Netflix employees Andy Glover and Katharina Probst share their
experience with this approach: “Whenever you deploy a new version of
your app, there are two things to keep in mind: first, are you
(and/or your colleagues) able to watch the impacts of the deployment
and available to remediate if need be? And second,
should there be a problem with your rollout, are you
limiting the blast radius to the fewest customers possible?” (Glover
and Probst) Though effective, this approach requires careful
planning and tooling. There needs to be an initial investment in
observability to detect problems, and there needs to be strategies
for rapid rollback. Testing in production alone, even with these
valuable tools, is not perfect.
There are cases where mishandled production traffic could have
significant repercussions, even if it’s a tiny portion of overall
traffic. In highly regulated software industries like banking or
medical record applications, a canary deployment mishandling a few
requests could put a company in non-compliance. Or, even in Aaron’s
e-commerce application, a few mishandled requests could result in
the application overcharging some customers, and the business might
not be willing to risk that happening.
Going forward, let’s say this is the case for Aaron, and his
business cannot tolerate the risks involved with relying solely on
testing in production. How can he make sure that the “store service”
will behave as expected once he changes it? He needs to invest more
in pre-production tests.
2.1.2 Testing Outside of Production
To figure out what the pre-production test would look like, let’s
think about what Aaron is trying to do: He wants to replace an old
version of a microservice with a newer version of that same service.

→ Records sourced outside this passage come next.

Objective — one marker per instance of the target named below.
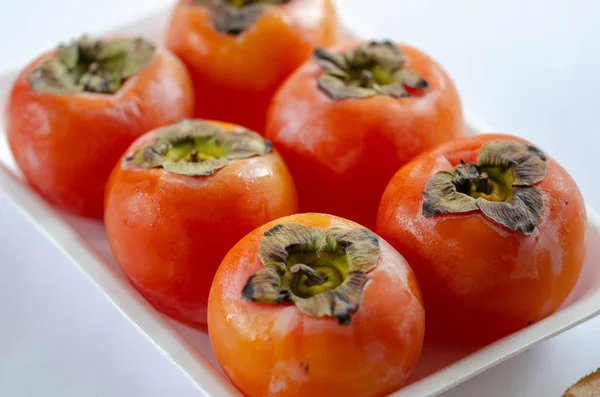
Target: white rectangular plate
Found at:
(84, 242)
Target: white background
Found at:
(527, 67)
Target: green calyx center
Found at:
(235, 16)
(372, 68)
(198, 148)
(195, 150)
(487, 182)
(88, 65)
(323, 273)
(501, 185)
(311, 273)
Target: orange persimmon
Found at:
(348, 120)
(183, 196)
(239, 52)
(494, 230)
(72, 112)
(315, 305)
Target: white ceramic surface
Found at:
(83, 241)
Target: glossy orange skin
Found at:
(481, 280)
(67, 145)
(169, 232)
(236, 76)
(342, 153)
(269, 350)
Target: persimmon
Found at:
(495, 231)
(72, 112)
(347, 120)
(239, 52)
(181, 198)
(315, 305)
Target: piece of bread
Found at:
(586, 387)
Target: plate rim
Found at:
(53, 224)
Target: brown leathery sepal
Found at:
(501, 185)
(198, 148)
(323, 273)
(86, 65)
(234, 16)
(371, 68)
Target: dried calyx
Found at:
(323, 273)
(501, 185)
(92, 66)
(372, 68)
(234, 16)
(197, 148)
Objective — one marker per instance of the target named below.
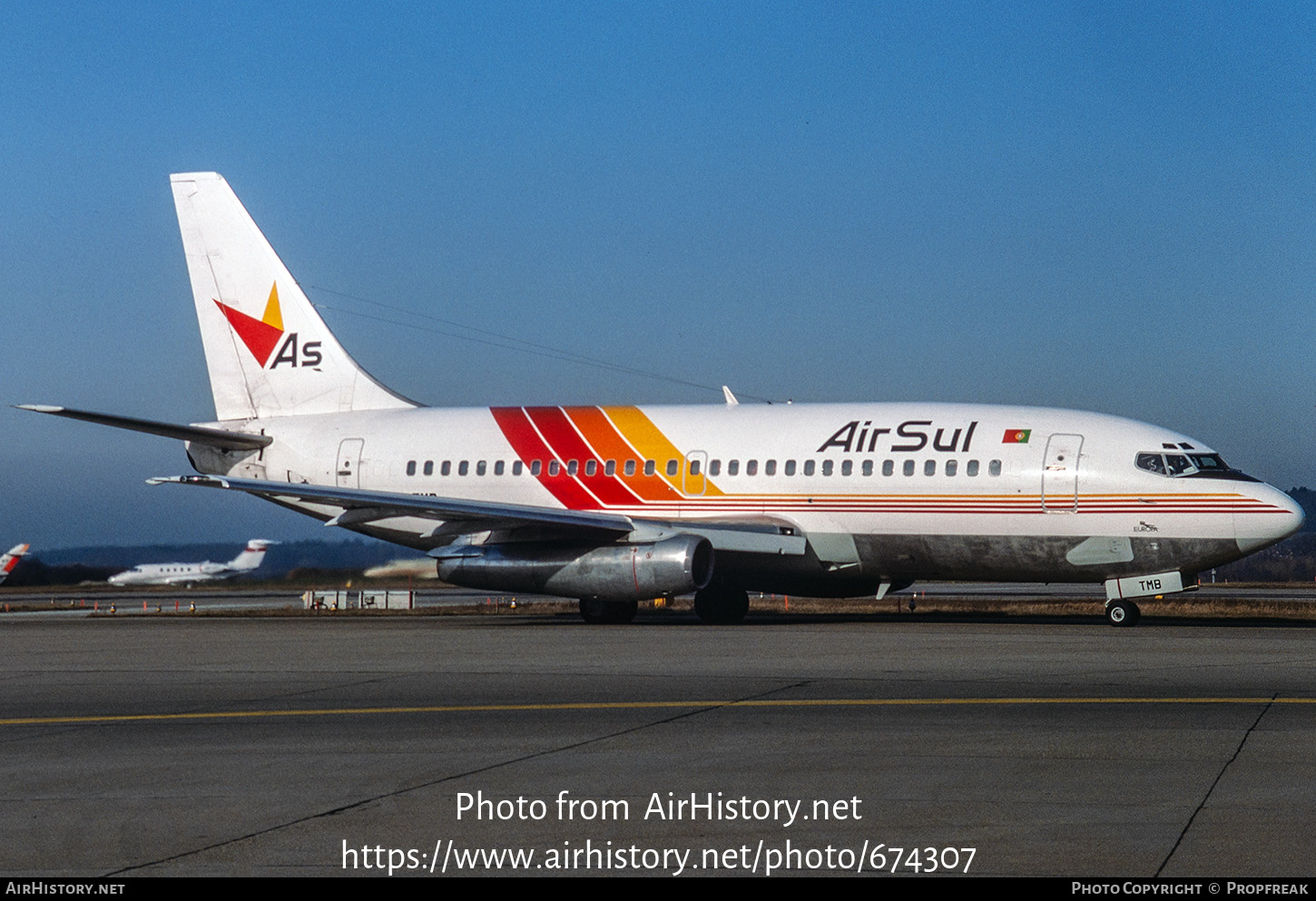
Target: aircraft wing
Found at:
(461, 515)
(361, 506)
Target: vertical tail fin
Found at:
(268, 350)
(11, 559)
(251, 556)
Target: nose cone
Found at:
(1272, 517)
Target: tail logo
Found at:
(262, 336)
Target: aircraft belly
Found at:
(970, 558)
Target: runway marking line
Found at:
(643, 705)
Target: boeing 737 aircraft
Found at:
(189, 573)
(617, 504)
(11, 559)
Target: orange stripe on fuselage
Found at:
(611, 446)
(653, 445)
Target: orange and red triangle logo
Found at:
(260, 336)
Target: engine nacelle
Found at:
(614, 573)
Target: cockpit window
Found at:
(1191, 465)
(1177, 465)
(1152, 463)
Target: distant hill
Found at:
(1306, 499)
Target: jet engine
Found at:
(614, 573)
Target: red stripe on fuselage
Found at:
(562, 436)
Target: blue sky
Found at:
(1095, 205)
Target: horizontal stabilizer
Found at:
(201, 435)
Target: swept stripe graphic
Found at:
(529, 446)
(625, 433)
(567, 444)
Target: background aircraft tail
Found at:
(268, 350)
(11, 559)
(251, 556)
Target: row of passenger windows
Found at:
(715, 467)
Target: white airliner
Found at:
(11, 559)
(616, 504)
(189, 573)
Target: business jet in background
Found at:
(616, 504)
(190, 573)
(11, 559)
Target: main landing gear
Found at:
(1123, 613)
(722, 605)
(594, 611)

This means that we want to prove that any given request, when issued
to the original version of the microservice or the new version of
the microservice, will result in the same response. If that is the
case, we can say that the recent changes haven’t broken anything.
This is called a regression test. We are not making
changes to the e-commerce application such that the traffic handled
by the “Store Service” changes. We assume that the new, updated
version of the service will receive very similar traffic to the old
version being replaced. Suppose the responses of the service under
test and the deployed version for any given request have the same
HTTP headers and body. In that case, the application should not be
affected by replacing the old version with the new version.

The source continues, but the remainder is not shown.